3

Let $s = \{x_1, x_2, \ldots, x_n\}$ be a set of $n$ random non-negative integers where $\sum_i x_i = n$. And let $\{y_1, y_2, \ldots, y_{\sqrt{n}}\}$ denote a subset of size $\sqrt{n}$ of $s$, chosen uniformly at random. Defining $y$ to be $\sum_i y_i$ I am interested in calculating the value of $y$.

By linearity of expectation, I know $E[y] = \sum_i E[y_i] = \sqrt{n}$. But can I prove with high probability that $y$ is close to its mean?

I tried using Chernoff bound but unfortunately since $x_i$'s and therefore $y_i$'s are not independent, I can't apply it here.

I also tried using Chebyshev's inequality since $y_i$'s seem to be negatively correlated but I can't calculate the variance of $y_i$ and the proof would be messy even if I do.

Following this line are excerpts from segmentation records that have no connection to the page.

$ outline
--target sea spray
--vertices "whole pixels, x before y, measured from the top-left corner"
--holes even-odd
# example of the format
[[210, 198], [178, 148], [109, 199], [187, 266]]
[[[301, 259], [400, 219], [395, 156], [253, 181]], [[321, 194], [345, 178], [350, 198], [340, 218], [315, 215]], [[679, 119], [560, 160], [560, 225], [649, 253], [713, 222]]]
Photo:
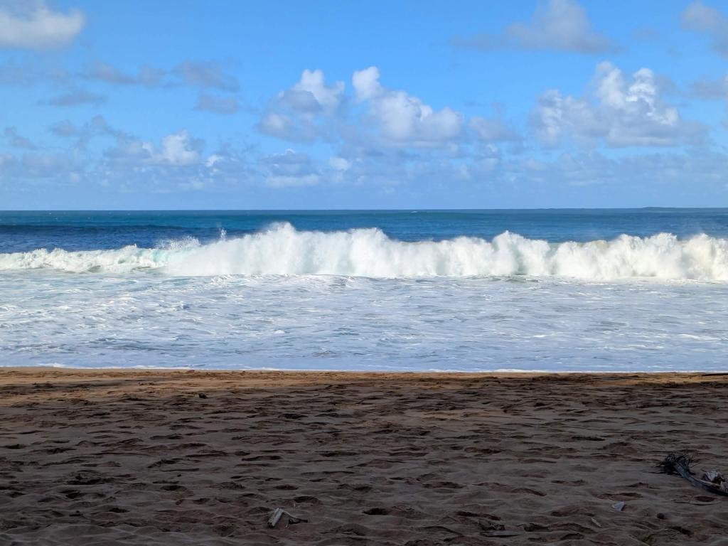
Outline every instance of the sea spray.
[[154, 269], [175, 276], [344, 275], [373, 278], [558, 277], [728, 280], [728, 240], [686, 240], [661, 233], [610, 241], [550, 243], [505, 232], [491, 241], [461, 237], [404, 242], [379, 229], [297, 231], [282, 223], [215, 242], [167, 242], [157, 248], [69, 252], [39, 249], [0, 254], [0, 270], [50, 268], [124, 274]]

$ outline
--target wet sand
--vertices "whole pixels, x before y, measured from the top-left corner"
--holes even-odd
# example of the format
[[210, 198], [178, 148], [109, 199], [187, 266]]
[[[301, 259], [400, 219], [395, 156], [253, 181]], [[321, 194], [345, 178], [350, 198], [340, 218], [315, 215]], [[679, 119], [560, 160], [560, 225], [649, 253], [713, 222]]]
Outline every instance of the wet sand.
[[728, 545], [670, 451], [728, 376], [0, 368], [0, 544]]

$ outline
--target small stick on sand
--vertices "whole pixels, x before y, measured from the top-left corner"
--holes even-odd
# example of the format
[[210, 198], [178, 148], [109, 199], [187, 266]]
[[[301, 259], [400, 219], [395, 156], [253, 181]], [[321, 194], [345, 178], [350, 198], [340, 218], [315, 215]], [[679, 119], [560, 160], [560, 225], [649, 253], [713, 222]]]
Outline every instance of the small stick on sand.
[[288, 516], [289, 525], [295, 525], [296, 523], [300, 523], [301, 522], [306, 523], [308, 521], [308, 520], [304, 519], [303, 518], [296, 518], [295, 515], [290, 514], [282, 508], [276, 508], [271, 517], [268, 519], [268, 526], [275, 527], [278, 525], [278, 522], [280, 521], [280, 518], [283, 517], [284, 514]]
[[666, 474], [678, 474], [695, 487], [700, 487], [716, 495], [728, 496], [728, 482], [725, 480], [720, 472], [716, 470], [711, 470], [705, 472], [705, 477], [710, 481], [698, 480], [693, 475], [692, 470], [690, 470], [690, 464], [692, 459], [684, 454], [678, 455], [671, 453], [665, 458], [665, 460], [657, 464], [662, 469], [662, 472]]
[[268, 526], [275, 527], [277, 525], [278, 525], [278, 522], [280, 521], [281, 517], [282, 517], [283, 514], [285, 513], [285, 512], [283, 510], [282, 508], [276, 508], [275, 510], [274, 510], [273, 512], [273, 515], [271, 515], [270, 519], [268, 520]]

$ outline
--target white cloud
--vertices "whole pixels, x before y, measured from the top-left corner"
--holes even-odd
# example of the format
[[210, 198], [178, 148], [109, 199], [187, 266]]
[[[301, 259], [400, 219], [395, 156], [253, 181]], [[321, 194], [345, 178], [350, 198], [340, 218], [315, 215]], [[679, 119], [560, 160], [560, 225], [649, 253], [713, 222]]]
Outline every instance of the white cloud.
[[538, 138], [556, 146], [564, 138], [598, 140], [612, 146], [660, 146], [695, 143], [704, 135], [699, 124], [683, 120], [661, 96], [657, 78], [641, 68], [631, 80], [609, 63], [597, 66], [593, 97], [563, 96], [547, 91], [531, 113]]
[[304, 70], [298, 82], [270, 102], [258, 128], [283, 140], [315, 140], [324, 132], [325, 122], [339, 114], [344, 90], [343, 82], [327, 84], [320, 70]]
[[683, 28], [711, 36], [713, 49], [728, 57], [728, 16], [702, 1], [691, 3], [682, 13]]
[[375, 66], [355, 72], [352, 82], [357, 99], [368, 104], [369, 117], [384, 143], [440, 146], [462, 132], [462, 114], [448, 107], [435, 111], [405, 91], [382, 87]]
[[[301, 79], [288, 92], [285, 92], [280, 98], [285, 100], [286, 94], [307, 93], [322, 110], [333, 111], [339, 108], [344, 98], [344, 84], [343, 82], [336, 82], [327, 85], [324, 82], [323, 72], [320, 70], [304, 70]], [[305, 102], [305, 100], [304, 100]]]
[[0, 7], [0, 47], [44, 50], [69, 44], [86, 22], [78, 9], [52, 11], [42, 0]]
[[528, 23], [515, 23], [499, 34], [479, 34], [456, 44], [478, 50], [513, 48], [601, 53], [611, 41], [592, 28], [586, 10], [573, 0], [550, 0]]

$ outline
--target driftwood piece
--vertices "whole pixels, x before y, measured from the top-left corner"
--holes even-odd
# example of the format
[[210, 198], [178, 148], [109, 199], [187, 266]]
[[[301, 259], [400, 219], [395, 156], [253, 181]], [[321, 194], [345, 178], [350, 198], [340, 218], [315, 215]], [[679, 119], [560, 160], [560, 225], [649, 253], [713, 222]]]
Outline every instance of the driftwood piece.
[[280, 518], [284, 515], [288, 516], [289, 525], [294, 525], [296, 523], [305, 523], [308, 521], [308, 520], [304, 519], [303, 518], [296, 518], [295, 515], [286, 512], [282, 508], [276, 508], [273, 511], [273, 513], [271, 514], [271, 517], [268, 518], [268, 526], [275, 527], [278, 525], [278, 522], [280, 521]]
[[270, 518], [268, 520], [269, 527], [275, 527], [278, 525], [278, 522], [280, 521], [280, 518], [283, 516], [285, 512], [282, 508], [276, 508], [273, 513], [271, 515]]
[[716, 495], [728, 496], [728, 481], [719, 472], [709, 470], [705, 472], [703, 480], [699, 480], [690, 470], [692, 462], [692, 459], [688, 455], [671, 453], [657, 466], [666, 474], [677, 474], [682, 476], [695, 487]]

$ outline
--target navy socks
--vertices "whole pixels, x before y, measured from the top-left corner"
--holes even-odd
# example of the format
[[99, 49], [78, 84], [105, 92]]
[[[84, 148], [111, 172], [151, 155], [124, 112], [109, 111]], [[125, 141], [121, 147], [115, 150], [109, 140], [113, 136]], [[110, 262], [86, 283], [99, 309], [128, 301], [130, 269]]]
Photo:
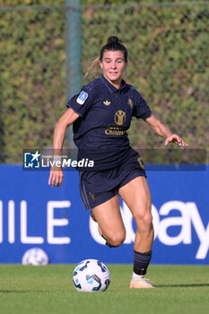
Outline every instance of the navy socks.
[[152, 251], [140, 253], [134, 251], [134, 273], [145, 275], [152, 257]]

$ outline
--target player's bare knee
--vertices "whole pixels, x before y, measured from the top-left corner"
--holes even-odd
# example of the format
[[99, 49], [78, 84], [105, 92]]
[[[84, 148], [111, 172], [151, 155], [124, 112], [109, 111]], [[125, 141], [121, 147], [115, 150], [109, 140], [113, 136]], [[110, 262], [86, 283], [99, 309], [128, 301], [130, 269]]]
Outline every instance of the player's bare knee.
[[126, 239], [126, 231], [124, 231], [123, 232], [113, 233], [113, 234], [109, 238], [109, 242], [113, 247], [119, 247], [121, 244], [123, 244], [125, 239]]
[[152, 215], [151, 211], [145, 211], [142, 213], [138, 213], [134, 215], [136, 225], [140, 225], [141, 228], [152, 228]]

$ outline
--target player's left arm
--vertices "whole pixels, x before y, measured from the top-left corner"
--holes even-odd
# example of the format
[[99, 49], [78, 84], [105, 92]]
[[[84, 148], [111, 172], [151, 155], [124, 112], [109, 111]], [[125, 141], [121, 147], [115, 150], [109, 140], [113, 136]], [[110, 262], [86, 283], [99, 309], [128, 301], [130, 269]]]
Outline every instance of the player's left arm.
[[158, 135], [165, 139], [165, 145], [168, 145], [170, 143], [176, 143], [179, 146], [187, 146], [187, 144], [179, 135], [173, 134], [167, 126], [161, 123], [152, 114], [151, 117], [145, 118], [144, 121]]

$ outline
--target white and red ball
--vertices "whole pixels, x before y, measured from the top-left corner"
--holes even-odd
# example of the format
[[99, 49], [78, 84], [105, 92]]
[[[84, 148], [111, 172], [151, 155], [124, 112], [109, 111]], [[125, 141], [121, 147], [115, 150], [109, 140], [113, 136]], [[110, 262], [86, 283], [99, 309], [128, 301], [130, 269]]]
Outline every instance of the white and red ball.
[[73, 283], [78, 292], [96, 292], [105, 291], [110, 283], [109, 271], [100, 260], [85, 259], [74, 268]]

Does anyone have any idea for a simpler proof?

Soheil
  • 33
  • 4

1 Answers1

4

You can bound the variance as follows. Let $b_i$ be an indicator variable signaling that $x_i$ was chosen. You are interested in $y = \sum_i b_i x_i$. We have $$ \mathbb{E}[(b_ix_i)^2] = \frac{x_i^2}{\sqrt{n}}, \quad \mathbb{E}[b_ix_i\cdot b_jx_j] = \frac{\sqrt{n}(\sqrt{n}-1)}{n(n-1)}x_ix_j = (1-O(1/\sqrt{n}))\frac{x_ix_j}{n}. $$ Therefore $$ \mathbb{E}[y^2]=\sum_i \frac{x_i^2}{\sqrt{n}}+\frac{1-O(1/\sqrt{n})}{n}\sum_{i \neq j} x_ix_j \leq \frac{(x_1+\cdots+x_n)^2}{n} + \frac{\sum_i x_i^2}{\sqrt{n}}. $$ This shows that $$ \mathbb{V}[y] \leq n + \frac{\sum_i x_i^2}{\sqrt{n}} - (\sqrt{n})^2 = \frac{\sum_i x_i^2}{\sqrt{n}}. $$ The error in this estimate is quite small. The quantity $\sum_i x_i^2$ is maximized when $x_i = n$ for some $i$, and we conclude that $\mathbb{V}[y] \leq n^{3/2}$. This is of course not very helpful, if you are trying to use Chebyshev's inequality!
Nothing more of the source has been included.